Generation of hepatocyte-like cells from in vitro transdifferentiated human fetal pancreas.

Cell Transplant 2009 ;18(2):183-93

Division of Transplantation Surgery, Karolinska University Hospital-Huddinge, Karolinska Institutet, Stockholm, Sweden.

Although the appearance of hepatic foci in the pancreas has been described in animal experiments and in human pathology, evidence for the conversion of human pancreatic cells to liver cells is still lacking. We therefore investigated the developmental plasticity between human embryonic pancreatic cells and liver cells. Cells were isolated and expanded from 7-8-week-old human fetal pancreata (HFP) and were characterized for the absence and presence of pancreatic and hepatic markers. In vitro expanded HFP were treated with fibroblast growth factor 2 (FGF2) and dexamethasone (DX) to induce a liver phenotye in the cells.
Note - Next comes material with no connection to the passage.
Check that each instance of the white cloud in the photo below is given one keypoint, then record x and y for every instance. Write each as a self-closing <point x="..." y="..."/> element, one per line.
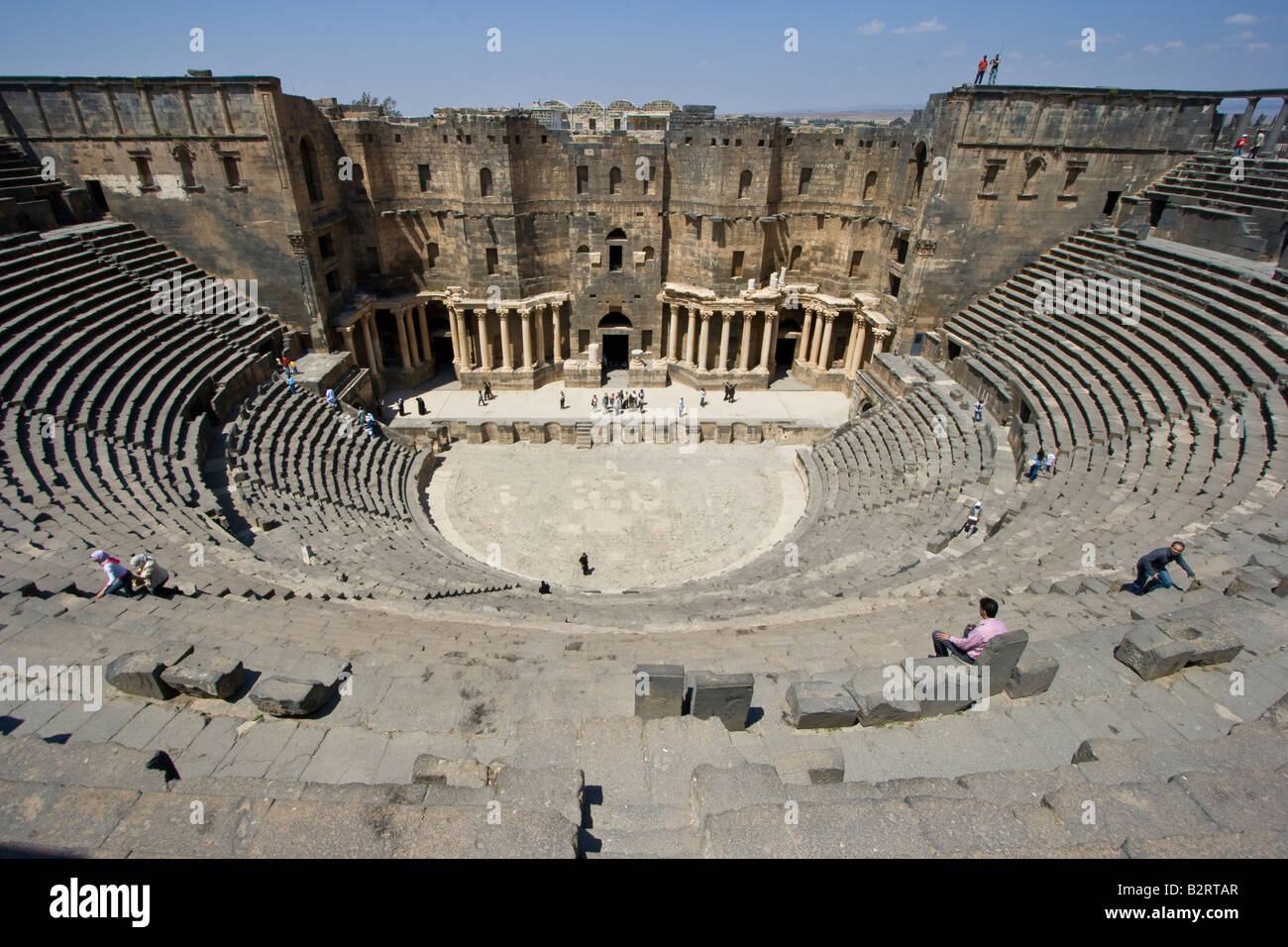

These treated cells in various passages were further studied for their capacity to be functional in hepatic parenchyma following retrorsine-induced injury in nude C57 black mice. Amylase- and EPCAM-positive-enriched cells isolated from HFP and treated with FGF2 and DX lost expression of pancreatic markers and gained a liver phenotype. Hepatic differentiation was based on the expression (both at the mRNA and protein level) of liver markers albumin and cytokeratin 19. When transplanted in vivo into nude mice treated with retrorsine, both cell types successfully engrafted and functionally differentiated into hepatic cells expressing human albumin, glycogen, dipeptidyl peptidase, and gamma-glutamyltranspeptidase. These data indicate that human fetal pancreatic cells have a capacity to alter their gene expression profile in response to exogenous treatment with FGF2 and DX. It may be possible to generate an unlimited supply of hepatocytes in vitro for cell therapy.